# Wildfire Proximity Computation Example
This notebook contains example code that illustrate how to perform some basic geodetic computations related to the Wildfire course project. The notebook is structure as a set of examples that illustrate something about the structure of the data or illustrate a way to compute specific values. This notebook is not a tutorial on performing geodetic computations, but illustrates a number of key concepts. This notebook should provide enough information to complete the Wildfire assignment.

The complete [Wildfire dataset](https://www.sciencebase.gov/catalog/item/61aa537dd34eb622f699df81) can be retrieved from a US government repository. I have noticed that the repository is sometimes "down" and does not respond. It probably makes sense to get the dataset as soon as possible.

This notebook has dependencies on [Pyproj](https://pyproj4.github.io/pyproj/stable/index.html) and the [geojson](https://pypi.org/project/geojson/) module. Pyproj and geojson can be installed via pip. 

### License
This code example was developed by Dr. David W. McDonald for use in DATA 512, a course in the UW MS Data Science degree program. This code is provided under the [Creative Commons](https://creativecommons.org) [CC-BY license](https://creativecommons.org/licenses/by/4.0/). Revision 1.0 - August 13, 2023

### Preliminaries
First we start with some imports and some constant definitions.

In [1]:
#    Import some standard python modules
import json
#
#    The module pyproj is a standard module that can be installed using pip or your other favorite
#    installation tool. This module provides tools to convert between different geodesic coordinate systems
#    and for calculating distances between points (coordinates) in a specific geodesic system.
#
from pyproj import Transformer, Geod

import geojson

from tqdm import tqdm

import pandas as pd

In [9]:
#
#    CONSTANTS
#

FILENAME = "/Users/apple/Desktop/DATA_512/Wildfire-Analysis/GeoJSON Exports/USGS_Wildland_Fire_Combined_Dataset.json"


CITY_LOCATION = {
    'West Odessa': {'city': 'West Odessa',
                 'latlon': [31.8456, -102.3676] }
}

#31.845682, -102.367645

## Example 1. Load the wildfire data using the geojson module

In this example we use the GeoJSON module ([documentation](https://pypi.org/project/geojson/), [GitHub repo](https://github.com/jazzband/geojson)) to load the sample file. This module works mostly the way you would expect. GeoJSON is mostly just JSON, so actually, you don't even really need to use the GeoJSON module. However, that module will do some conversion of Geo type things to something useful. However, this example, and the examples that follow, do not rely on specific Geo features from geojson.


In [10]:
#
#    Open a file, load it with the geojson loader
#
print(f"Attempting to open '{FILENAME}'")
with open(FILENAME,"r") as f:
    gj_data = geojson.load(f)


Attempting to open '/Users/apple/Desktop/DATA_512/Project/GeoJSON Exports/USGS_Wildland_Fire_Combined_Dataset.json'


In [11]:
#    Print the keys from the object
#
gj_keys = list(gj_data.keys())
print("The loaded JSON dictionary has the following keys:")
print(gj_keys)
print()

The loaded JSON dictionary has the following keys:
['displayFieldName', 'fieldAliases', 'geometryType', 'spatialReference', 'fields', 'features']

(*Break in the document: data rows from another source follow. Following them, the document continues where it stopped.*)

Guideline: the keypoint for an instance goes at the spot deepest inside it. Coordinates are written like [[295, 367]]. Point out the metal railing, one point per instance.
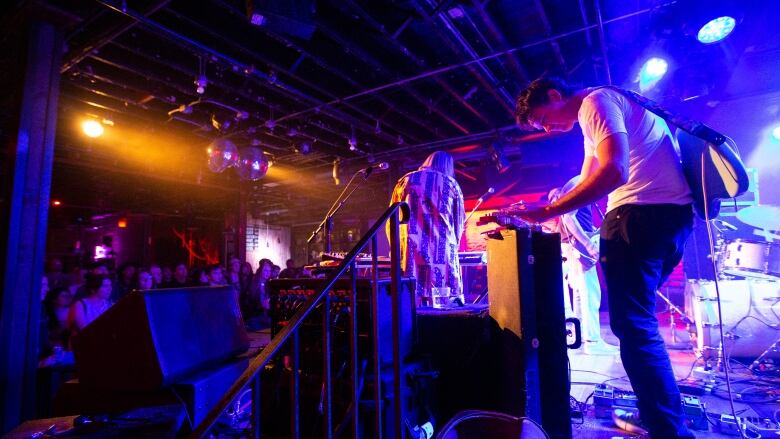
[[396, 214]]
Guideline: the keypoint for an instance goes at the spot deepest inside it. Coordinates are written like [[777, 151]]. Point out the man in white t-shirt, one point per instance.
[[630, 155]]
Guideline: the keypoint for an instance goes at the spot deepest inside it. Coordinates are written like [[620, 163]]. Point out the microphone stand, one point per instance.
[[480, 200], [327, 222]]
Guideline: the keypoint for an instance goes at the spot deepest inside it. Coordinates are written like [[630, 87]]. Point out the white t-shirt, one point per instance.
[[654, 171]]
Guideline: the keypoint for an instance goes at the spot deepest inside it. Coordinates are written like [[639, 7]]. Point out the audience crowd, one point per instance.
[[70, 301]]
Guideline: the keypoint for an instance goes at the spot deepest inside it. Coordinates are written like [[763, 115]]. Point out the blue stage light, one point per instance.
[[776, 132], [716, 30], [652, 71]]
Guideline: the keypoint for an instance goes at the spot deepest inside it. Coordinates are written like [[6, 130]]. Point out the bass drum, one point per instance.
[[750, 313], [751, 259]]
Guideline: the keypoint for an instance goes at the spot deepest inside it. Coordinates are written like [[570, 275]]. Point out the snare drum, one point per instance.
[[752, 259], [749, 307]]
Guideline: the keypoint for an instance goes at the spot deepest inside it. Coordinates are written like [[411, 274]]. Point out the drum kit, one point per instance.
[[748, 273]]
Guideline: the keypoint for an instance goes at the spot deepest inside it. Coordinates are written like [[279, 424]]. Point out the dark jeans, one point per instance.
[[640, 246]]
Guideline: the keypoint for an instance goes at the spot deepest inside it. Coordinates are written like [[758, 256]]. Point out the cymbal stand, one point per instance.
[[676, 344]]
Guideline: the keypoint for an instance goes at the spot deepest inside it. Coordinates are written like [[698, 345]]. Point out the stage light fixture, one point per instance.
[[92, 128], [776, 132], [652, 71], [200, 84], [716, 30]]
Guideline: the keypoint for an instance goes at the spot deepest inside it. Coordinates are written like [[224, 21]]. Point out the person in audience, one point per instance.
[[99, 269], [56, 307], [79, 274], [291, 272], [124, 282], [180, 277], [215, 276], [55, 275], [83, 311], [144, 279], [258, 300], [244, 279], [167, 276], [233, 276], [156, 272], [199, 277]]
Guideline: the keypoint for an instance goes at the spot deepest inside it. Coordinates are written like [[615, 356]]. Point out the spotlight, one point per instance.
[[304, 148], [652, 71], [92, 128], [337, 172], [716, 30], [776, 132], [201, 82]]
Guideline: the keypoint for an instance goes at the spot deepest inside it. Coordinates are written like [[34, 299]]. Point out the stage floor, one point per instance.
[[589, 370]]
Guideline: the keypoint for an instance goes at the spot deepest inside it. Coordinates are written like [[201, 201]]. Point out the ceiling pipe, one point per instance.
[[419, 62], [602, 40], [292, 91], [588, 39], [484, 76], [442, 70], [325, 65], [368, 58], [279, 69], [103, 40], [548, 30], [188, 92], [520, 71]]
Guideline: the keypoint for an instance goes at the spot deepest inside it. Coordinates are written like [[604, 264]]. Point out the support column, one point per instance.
[[25, 206]]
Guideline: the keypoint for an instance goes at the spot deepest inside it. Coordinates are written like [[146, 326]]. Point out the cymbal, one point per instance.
[[763, 217]]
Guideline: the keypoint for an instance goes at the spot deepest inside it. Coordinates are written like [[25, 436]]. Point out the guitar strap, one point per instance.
[[690, 126]]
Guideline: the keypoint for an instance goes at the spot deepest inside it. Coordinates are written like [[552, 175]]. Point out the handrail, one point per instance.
[[261, 360]]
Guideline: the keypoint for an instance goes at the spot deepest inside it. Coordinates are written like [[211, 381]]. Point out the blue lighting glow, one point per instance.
[[776, 132], [652, 71], [716, 30]]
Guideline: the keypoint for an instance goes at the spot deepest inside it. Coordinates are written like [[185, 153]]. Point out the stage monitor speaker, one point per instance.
[[154, 338], [525, 287]]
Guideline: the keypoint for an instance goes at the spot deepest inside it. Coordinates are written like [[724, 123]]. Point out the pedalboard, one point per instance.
[[753, 427], [607, 398]]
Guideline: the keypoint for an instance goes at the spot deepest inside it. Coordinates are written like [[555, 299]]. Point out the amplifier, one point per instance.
[[288, 295]]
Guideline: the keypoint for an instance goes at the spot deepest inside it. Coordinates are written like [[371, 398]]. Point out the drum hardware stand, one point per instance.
[[757, 362], [676, 344]]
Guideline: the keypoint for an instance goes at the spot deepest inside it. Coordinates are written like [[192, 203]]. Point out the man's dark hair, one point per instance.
[[94, 281], [535, 95]]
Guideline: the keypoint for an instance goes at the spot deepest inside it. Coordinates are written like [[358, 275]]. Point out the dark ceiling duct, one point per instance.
[[290, 17]]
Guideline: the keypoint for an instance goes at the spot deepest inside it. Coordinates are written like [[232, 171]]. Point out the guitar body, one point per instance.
[[721, 175]]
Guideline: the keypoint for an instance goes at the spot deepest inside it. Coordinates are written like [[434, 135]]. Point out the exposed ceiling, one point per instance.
[[361, 81]]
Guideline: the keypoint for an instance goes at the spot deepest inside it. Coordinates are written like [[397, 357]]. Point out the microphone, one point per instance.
[[486, 194], [382, 166], [727, 225]]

## Example 3. Distance computations with Pyproj

One issue in performing geodetic computation is that any (all) geographic coordinate systems are eventually translated to the surface of the earth - which is not flat. That means every computation of distance between two points is some kind of arc (not actually a straight line). Further the earth is not a true sphere, its a type of ellipsoid. That means the amount of curvature varies depending upon where you are on the surface and the direction - which changes the distance.

Lucky for us there are geographers who like to write code and have built systems to simplify the computation of distances over the earth's surface. One of those systems is called [Pyproj](https://pyproj4.github.io/pyproj/stable/index.html). It has functions that will convert coordinate points between (almost) any two of the many different geographic coordinate systems. As well, Pyproj provides ways to compute distances between two points (mostly assuming the points are already in the same coordinate system).

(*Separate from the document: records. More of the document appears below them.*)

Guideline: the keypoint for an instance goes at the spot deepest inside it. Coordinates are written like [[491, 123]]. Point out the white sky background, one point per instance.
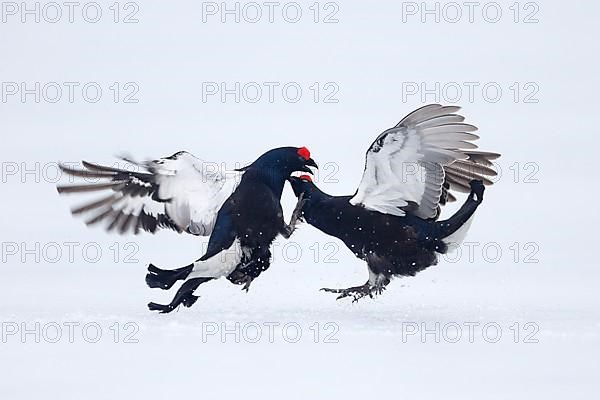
[[370, 55]]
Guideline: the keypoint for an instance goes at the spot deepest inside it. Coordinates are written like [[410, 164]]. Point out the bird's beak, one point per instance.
[[310, 163]]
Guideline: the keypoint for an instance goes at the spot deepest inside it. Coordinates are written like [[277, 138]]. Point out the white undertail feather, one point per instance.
[[220, 265]]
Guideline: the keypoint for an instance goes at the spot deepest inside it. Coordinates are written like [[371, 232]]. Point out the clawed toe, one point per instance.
[[357, 292]]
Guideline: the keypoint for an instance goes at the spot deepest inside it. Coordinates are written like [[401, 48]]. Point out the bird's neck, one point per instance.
[[275, 180]]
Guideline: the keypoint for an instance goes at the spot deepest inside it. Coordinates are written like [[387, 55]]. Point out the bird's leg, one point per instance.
[[296, 215], [166, 278], [185, 296]]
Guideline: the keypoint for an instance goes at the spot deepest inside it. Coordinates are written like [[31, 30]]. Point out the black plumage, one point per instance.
[[241, 212]]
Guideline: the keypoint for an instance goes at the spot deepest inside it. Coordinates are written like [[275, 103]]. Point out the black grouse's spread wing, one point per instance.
[[413, 166], [180, 192]]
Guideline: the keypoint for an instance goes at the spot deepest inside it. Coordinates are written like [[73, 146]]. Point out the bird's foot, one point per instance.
[[187, 301], [248, 280], [477, 190], [357, 292]]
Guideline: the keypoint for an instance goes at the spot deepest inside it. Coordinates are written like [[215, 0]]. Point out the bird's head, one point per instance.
[[286, 160], [302, 184]]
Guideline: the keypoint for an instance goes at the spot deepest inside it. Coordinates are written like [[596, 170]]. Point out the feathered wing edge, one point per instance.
[[442, 124], [133, 204]]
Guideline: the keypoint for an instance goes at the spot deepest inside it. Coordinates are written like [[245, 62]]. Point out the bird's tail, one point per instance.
[[453, 230], [165, 278]]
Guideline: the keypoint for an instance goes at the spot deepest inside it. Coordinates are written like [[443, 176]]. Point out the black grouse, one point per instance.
[[391, 221], [240, 210]]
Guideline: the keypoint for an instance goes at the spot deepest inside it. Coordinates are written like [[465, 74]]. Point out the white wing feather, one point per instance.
[[180, 192], [406, 166]]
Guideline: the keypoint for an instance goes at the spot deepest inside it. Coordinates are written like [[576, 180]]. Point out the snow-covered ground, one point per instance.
[[515, 314]]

This example uses the Geod() object to calculate the distance between a slected starting city and all of the cities defined in our CITY_LOCATIONS dictionary (see CONSTANTS above).

The example calls the distances computed 'straight line' distances - because that is what you would have to use to find the distance between two cities using Google. If you didn't use some form of language like that Google would map roads to get you between a source and destination; that would never match our calculation.


## Example 4. Convert points between geodetic coordinate systems

One of the constraints in doing geodetic computations is that most of the time we need to have our points (the coordinates for places) in the same geographic coordinate system. There are tons and tons of coordinate systems. You can find descriptions of many of them at [EPSG.io](https://epsg.io).

Looking at the wildfire header information, you can find this in the output of Example 1, we can see fields named "geometryType" and "spatialReference". This looks like:

        "geometryType": "esriGeometryPolygon",
        "spatialReference": {
            "wkid": 102008,
            "latestWkid": 102008
        },

This indicates that the geometry of our wildfire data are generic polygons and that they are expressed in a coordinate system with the well-known ID (WKID) 102008. This coordinate system is also known as [ESRI:102008](https://epsg.io/102008)

If you look back at Example 2, you might have wondered about the line of code that says:

    geocalc = Geod(ellps='WGS84')         # Use WGS84 ellipsoid representation of the earth

That string, 'WGS84', is a representation of the earth, that also relies on a well known coordinate system that is sometimes called 'decimal degrees' (DD). That decimal degrees system has an official name (or WKID) of [EPSG:4326](https://epsg.io/4326).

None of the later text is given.